Frontiers of Data and Computing ›› 2025, Vol. 7 ›› Issue (6): 136-148.

CSTR: 32002.14.jfdc.CN10-1649/TP.2025.06.013

doi: 10.11871/jfdc.issn.2096-742X.2025.06.013

• Technology and Application • Previous Articles     Next Articles

Porting and Adapting Deep Learning Framework Operators on Domestic Supercomputers

ZHOU Faguo1(),LIU Fang2,*(),WANG Yangang2,WANG Jue2,YU Miao1,LI Shunde2,ZHOU Chunbao2,WANG Jing2,YANG Qinmeng2   

  1. 1. School of Artificial Intelligence, China University of Mining and Technology-Beijing, Beijing 100083, China
    2. Computer Network Information Center, Chinese Academy of Sciences, Beijing 100083, China
  • Received:2025-04-23 Online:2025-12-20 Published:2025-12-17
  • Contact: LIU Fang E-mail:zhoufaguo@cumtb.edu.cn;liufang@sccas.cn

Abstract:

[Application background] With the rapid development of large-scale deep learning models, the computing resources required for training large-scale models are constantly increasing, and a single computing device is no longer able to meet the training requirements of large-scale deep learning models. Therefore, in the field of deep learning, providing support for supercomputing platforms is of great strategic significance.
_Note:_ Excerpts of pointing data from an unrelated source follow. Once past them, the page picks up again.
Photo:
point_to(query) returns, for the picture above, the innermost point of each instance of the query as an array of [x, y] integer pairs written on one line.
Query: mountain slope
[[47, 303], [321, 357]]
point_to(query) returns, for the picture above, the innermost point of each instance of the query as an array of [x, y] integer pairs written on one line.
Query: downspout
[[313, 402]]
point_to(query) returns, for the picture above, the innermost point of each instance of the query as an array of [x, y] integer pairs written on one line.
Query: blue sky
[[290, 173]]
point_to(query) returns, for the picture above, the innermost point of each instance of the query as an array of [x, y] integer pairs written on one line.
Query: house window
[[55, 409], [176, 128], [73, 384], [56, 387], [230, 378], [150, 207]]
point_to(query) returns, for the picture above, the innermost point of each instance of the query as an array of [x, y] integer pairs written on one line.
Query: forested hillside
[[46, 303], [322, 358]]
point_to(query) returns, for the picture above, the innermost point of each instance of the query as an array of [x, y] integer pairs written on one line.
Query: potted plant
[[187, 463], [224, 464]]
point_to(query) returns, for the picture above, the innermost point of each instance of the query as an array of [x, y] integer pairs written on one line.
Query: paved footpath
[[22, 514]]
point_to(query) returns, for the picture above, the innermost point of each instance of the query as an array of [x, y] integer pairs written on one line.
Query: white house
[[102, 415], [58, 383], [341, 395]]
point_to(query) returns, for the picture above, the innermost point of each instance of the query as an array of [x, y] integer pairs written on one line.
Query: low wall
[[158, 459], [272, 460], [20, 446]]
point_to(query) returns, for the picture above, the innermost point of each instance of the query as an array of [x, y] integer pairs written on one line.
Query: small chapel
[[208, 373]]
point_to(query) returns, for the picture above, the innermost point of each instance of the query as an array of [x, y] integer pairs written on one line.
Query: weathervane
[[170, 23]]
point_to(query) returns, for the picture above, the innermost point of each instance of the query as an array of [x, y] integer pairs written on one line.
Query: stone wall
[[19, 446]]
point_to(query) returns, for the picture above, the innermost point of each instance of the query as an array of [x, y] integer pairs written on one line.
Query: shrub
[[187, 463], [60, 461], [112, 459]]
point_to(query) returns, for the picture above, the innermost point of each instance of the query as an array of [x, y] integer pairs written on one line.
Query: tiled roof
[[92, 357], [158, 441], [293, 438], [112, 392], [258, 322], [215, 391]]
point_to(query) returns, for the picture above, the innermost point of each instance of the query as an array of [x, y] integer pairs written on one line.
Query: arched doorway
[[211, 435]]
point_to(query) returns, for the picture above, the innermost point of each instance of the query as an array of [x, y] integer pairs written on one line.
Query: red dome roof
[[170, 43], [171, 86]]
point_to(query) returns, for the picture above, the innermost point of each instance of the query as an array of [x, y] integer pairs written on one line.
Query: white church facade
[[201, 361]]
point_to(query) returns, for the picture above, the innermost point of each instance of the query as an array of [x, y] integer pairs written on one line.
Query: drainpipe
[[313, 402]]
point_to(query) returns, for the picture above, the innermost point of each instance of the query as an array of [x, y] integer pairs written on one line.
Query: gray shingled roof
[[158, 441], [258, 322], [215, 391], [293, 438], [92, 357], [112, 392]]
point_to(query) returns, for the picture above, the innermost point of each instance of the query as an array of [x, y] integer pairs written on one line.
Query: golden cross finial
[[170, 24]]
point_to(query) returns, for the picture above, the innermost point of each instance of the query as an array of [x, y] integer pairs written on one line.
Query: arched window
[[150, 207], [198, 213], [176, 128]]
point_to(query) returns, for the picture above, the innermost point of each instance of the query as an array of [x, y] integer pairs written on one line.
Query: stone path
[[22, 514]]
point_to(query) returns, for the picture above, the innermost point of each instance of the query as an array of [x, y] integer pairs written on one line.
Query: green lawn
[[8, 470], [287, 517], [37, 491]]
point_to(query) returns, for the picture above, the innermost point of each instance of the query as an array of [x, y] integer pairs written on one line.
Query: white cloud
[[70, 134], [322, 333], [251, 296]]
As a domestically independently developed deep learning framework, MindSpore has become one of the important tools in the field of artificial intelligence research due to its efficient computing performance, flexible debugging functions, and convenient support for distributed training. [Problem] The MindSpore framework does not support Sugon high-performance computers and cannot be directly deployed and run on this supercomputing platform, which severely limits the application of the MindSpore framework in the supercomputing environment. [Method] To address the issue that the MindSpore framework cannot run on the Sugon high-performance computer because of the different hardware architecture and software environment of the Sugon high-performance computer, this paper presents the efforts in porting and adapting the MindSpore framework to the Sugon computer. The Sugon high-performance computer adopts a heterogeneous architecture composed of Hygon CPU and Hygon DCU. The lack of support from the MindSpore framework for this supercomputing platform is manifested in the fact that the operators in the framework cannot be scheduled and executed on Hygon DCU. Therefore, based on the original GPU operators in the framework, this project designs an operator transforming scheme for Hygon DCU. [Result] Based on the operator transforming scheme for Hygon DCU, a total of 278 operators were successfully translated in this project, enabling the MindSpore framework to run on Sugon high-performance computers. Furthermore, on the Sugon high-performance computer, a distributed parallel training of the LLaMA model was carried out to verify the good performance of the Hygon DCU operators in the MindSpore framework.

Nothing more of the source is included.